This study suggests a link between GSH metabolism and the epigenetic regulation of VD metabolism gene. Dnmts and Tet enzymes mainly maintain DNA methylation and demethylation patterns41. In general, increased methylation results in lower gene expression. The importance and complex interplay of different epigenetic mechanisms play a vital role in gene expression. In vitro, GSH-deficient hepatocytes show upregulated mRNA levels of DNA methyltransferase, Tet2, and Tet3, along with increased Dnmt activity (5-mC) and global DNA methylation levels. In our study, we observed decreased levels of Tet1 mRNA and Tet hydroxylase activity. It has been shown previously that redox-dependent regulations of the TET isoforms42. Hence, GSH may interact with the epigenome on multiple levels.

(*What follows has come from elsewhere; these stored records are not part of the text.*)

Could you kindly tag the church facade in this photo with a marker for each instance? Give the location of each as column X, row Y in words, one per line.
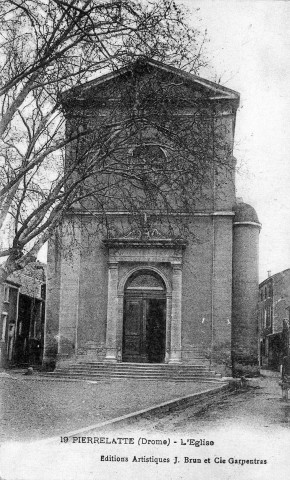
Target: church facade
column 117, row 292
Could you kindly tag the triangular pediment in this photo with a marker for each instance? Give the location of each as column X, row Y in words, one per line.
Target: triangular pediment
column 98, row 86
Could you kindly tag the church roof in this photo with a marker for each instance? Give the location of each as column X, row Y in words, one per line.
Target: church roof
column 215, row 90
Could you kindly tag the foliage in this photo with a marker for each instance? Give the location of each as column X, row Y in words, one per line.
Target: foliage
column 47, row 46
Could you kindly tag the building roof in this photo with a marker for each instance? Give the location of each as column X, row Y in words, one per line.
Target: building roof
column 275, row 275
column 217, row 91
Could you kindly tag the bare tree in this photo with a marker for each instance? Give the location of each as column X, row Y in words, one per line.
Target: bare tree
column 47, row 46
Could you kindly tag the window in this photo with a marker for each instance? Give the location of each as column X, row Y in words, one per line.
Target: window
column 6, row 293
column 4, row 323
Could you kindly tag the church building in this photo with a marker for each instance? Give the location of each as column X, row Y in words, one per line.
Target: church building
column 128, row 285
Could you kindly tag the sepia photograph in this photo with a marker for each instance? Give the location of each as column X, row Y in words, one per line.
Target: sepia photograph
column 144, row 239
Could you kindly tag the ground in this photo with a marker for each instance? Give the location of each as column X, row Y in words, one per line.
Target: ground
column 242, row 435
column 257, row 405
column 32, row 408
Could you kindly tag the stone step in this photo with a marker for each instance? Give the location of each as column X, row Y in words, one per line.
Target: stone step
column 123, row 374
column 198, row 378
column 145, row 371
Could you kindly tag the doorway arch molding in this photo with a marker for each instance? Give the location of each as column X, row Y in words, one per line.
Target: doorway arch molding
column 142, row 268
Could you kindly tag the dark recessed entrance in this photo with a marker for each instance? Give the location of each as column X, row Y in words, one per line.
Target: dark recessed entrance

Many antioxidant nutrients (folic acid, and vitamin B) and other dietary substances (green tea, and alcohol) are known to affect DNA methylation43,44. The modifications are reversible and are achieved with the aid of related enzymes. This study demonstrated that cultured hepatocytes treated either with a precursor of GSH, such as L-cysteine or N-acetylcysteine, or with its soluble ethyl ester form, boosts the levels of cellular GSH, which upregulates CYP27A1, CYP27B1, and VDR but downregulates CYP24A1. GSH replenishment in human tissues is difficult due to its shorter half-life, and not easy to penetrate the plasma membrane hence use of prodrugs/precursors such as cysteine, and glycine is the most promising approach4,45. This provides evidence for the positive effect of glutathione on VD metabolism and vitamin D receptor gene expression.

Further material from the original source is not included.